No one can be expected to remember what they said at a dinner party. They were drinking with London friends!
Hearing what Erika said about me was tough, but I guess I can understand it. She’s entitled to her opinion, but it’s still not nice to hear.
So kind of like every bitchy, vapid thing that comes out of your mouth about Erika?
Look I like to have fun and be playful and I’m an upfront and open person—I don’t hide things, Lisa V. will attest to that—and now it seems like me and Erika have gotten off on the wrong foot, but I really want things to settle down. I’m confident we can get past this, and I will definitely be trying to.
It’s bad enough when one has to say one is not a shady liar. But when one’s character reference is LVP, that’s just sad,
I love to throw a dinner party and bring people together to relax and enjoy themselves. Since Lisa R. told me that she was alone and her kids were away, I thought she should come and join PK and I at our dinner party. I was looking forward to getting to know her more.
When I want to get to know someone better, I ask them to tell me about themselves. I don’t start talking about their good friend that I also do not know and how her grieving process was unacceptable. This must be another British thing.

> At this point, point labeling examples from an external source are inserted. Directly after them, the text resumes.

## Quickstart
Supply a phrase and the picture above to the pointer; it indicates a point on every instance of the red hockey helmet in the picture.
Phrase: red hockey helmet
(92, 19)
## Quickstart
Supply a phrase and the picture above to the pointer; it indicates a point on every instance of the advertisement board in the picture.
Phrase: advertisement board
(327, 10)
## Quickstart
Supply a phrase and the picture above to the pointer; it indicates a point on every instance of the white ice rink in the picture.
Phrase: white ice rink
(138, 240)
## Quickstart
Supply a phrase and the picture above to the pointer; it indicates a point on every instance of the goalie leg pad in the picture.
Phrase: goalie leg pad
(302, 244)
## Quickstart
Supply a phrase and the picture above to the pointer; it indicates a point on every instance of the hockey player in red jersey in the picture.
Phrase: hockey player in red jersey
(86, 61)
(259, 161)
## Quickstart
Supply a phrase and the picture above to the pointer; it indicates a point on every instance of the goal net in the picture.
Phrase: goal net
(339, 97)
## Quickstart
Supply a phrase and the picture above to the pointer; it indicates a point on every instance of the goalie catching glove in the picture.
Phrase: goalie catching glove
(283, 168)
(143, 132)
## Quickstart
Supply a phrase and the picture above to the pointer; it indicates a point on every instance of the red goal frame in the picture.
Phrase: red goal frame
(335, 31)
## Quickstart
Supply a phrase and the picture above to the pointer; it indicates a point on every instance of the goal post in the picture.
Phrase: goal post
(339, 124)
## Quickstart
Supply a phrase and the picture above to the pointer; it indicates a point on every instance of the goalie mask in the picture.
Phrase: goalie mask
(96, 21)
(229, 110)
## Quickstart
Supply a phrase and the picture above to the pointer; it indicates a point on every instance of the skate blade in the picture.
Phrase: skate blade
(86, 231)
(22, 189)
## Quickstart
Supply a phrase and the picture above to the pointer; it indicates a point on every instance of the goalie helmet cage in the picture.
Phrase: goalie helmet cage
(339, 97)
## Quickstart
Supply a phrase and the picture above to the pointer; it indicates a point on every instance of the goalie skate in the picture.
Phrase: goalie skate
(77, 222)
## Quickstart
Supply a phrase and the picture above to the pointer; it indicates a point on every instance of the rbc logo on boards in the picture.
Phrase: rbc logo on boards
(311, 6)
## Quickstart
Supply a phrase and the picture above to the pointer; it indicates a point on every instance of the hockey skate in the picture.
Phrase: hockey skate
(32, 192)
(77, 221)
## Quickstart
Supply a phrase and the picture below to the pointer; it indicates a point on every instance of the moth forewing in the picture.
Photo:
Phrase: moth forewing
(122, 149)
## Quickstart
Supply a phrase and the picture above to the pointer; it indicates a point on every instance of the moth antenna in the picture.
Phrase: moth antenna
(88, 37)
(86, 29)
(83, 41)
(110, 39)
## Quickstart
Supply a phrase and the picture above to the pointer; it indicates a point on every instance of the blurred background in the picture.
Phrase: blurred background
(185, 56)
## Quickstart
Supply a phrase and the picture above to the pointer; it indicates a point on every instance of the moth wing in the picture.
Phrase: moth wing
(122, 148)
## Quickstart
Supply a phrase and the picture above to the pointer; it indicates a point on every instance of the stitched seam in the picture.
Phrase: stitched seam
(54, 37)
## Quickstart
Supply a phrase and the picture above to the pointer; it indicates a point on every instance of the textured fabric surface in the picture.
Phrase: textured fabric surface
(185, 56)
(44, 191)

I guess it’s obvious that PK and I are opinionated, but we don’t mean to come across in a domineering manner—it’s just our way! We do respect other people’s opinions and love a good debate at the dinner table, and it’s OK if people disagree with us. For us, that’s a good dinner party: lots of lively conversations and viewpoints.
If your nature is to be domineering, and you are domineering and do nothing to real it in, you did mean to come across that way. Opinions on how one chooses to grieve their loved ones is beyond domineering, it is insulting and rude. Which is not how a good hostess treats their dinner guests in any country on planet earth.
I was under the impression that Lisa R. left our dinner party happy and had a lovely time. At least that’s what she told me.
That is called being polite. Try it sometime.
One thing is for sure: Neither PK nor myself had any intention of “dissecting” the deaths of both Lisa R. and Eileen’s family members.
And yet, you seemed to manage to do it accidentally.
We were talking about the mere fact that if people had known Eileen was going through a bereavement, I’m sure there would have been support and understanding. We never had any intention for Lisa R. and Eileen to take offense from anything said. We respect them and feel for them both with those they’ve lost.
So you are accidentally doing it again, and offending again? You should look up the word respect. Your behavior is nowhere close.
In fact, the topic of Eileen’s mother passing was such a small conversation during a very long dinner party with a lot of conversation that I hadn’t even remembered it a week later when I saw Eileen and she mentioned it.
So, no apology. Just a statement that the topic was of such little importance to you that after a tag team assault between you and your husband, on camera, you simply forgot all about it. Is selective amnesia another British thing you have adopted?